Anxiety affects both the physical body and the mind, which are inherently connected. The thinking mind, as part of the body, is constantly undergoing chemical activity that influences how it functions. Our thoughts and emotions are shaped by our brain chemistry, which means our mental and physical states are inseparable.
In relationships, conflict often arises because we fail to regulate our reactivity to triggers. Unawareness of being triggered, unawareness of destructive behavior patterns, and the subconscious influence of childhood experiences lock us into cycles of conflict. If we can become aware of our triggers in the moment, we create the possibility of choosing a different response—one that allows the relationship to survive and grow.
Without self-discipline and mindful practices, we are at the mercy of our chemistry and biological reactions. In this state, we lack free will in relationships, as our reactions are preprogrammed. This predicament is not just personal but collective; if humanity remains stuck in this anxious state, our future is at risk.

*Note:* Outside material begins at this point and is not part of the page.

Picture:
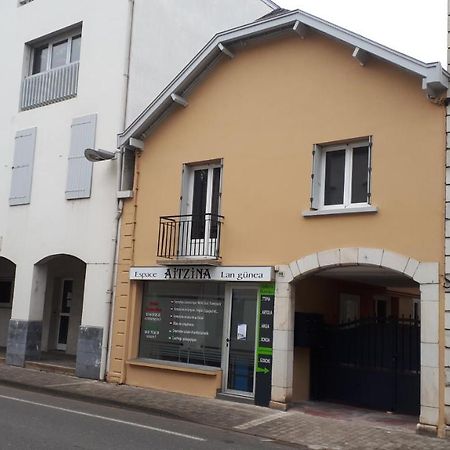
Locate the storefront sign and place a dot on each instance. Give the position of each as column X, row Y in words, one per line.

The solution lies in learning to relax the nervous system and return to a parasympathetic (relaxed) state. This involves eliminating the chemicals and hormones that signify stress. While some individuals may be too mentally unwell to achieve this, there are those resilient enough to overcome their mental patterns.
Improvement requires a holistic approach rather than reliance on a single practice. Therapy, yoga, diet changes—all are valuable, but none suffice alone. Addressing each aspect of our lives with small, consistent improvements is key. For example, committing not to react to triggers for a month, instead breathing, journaling, and reflecting, can gradually reshape how we handle anxiety.
Personal reflection is essential. For me, childhood was marked by anxiety, conflict, and a lack of stimulation, which fueled my desire for freedom and rebellion. While this restlessness pushed me to create and change, it also carried anxiety. True relaxation remained elusive until I started meditating and observing my thought patterns without resistance.
In meditation, we observe thoughts as they arise, without judgment. We practice letting go and asking ourselves what virtues we need in that moment—courage, acceptance, resilience. Each breath and exhale signifies surrender and the willingness to evolve beyond ingrained reactions. This process of conscious choice is ongoing.
Humans are instinctive beings, driven by needs for safety, love, dignity, and community. Our ability to override natural instincts through intelligence is both our strength and our challenge. By questioning inherited behavioral patterns, we become the necessary change within our familial and societal dynamics. Sharing these improvements through storytelling and philosophy helps propagate positive thinking traits through generations. This is why I write.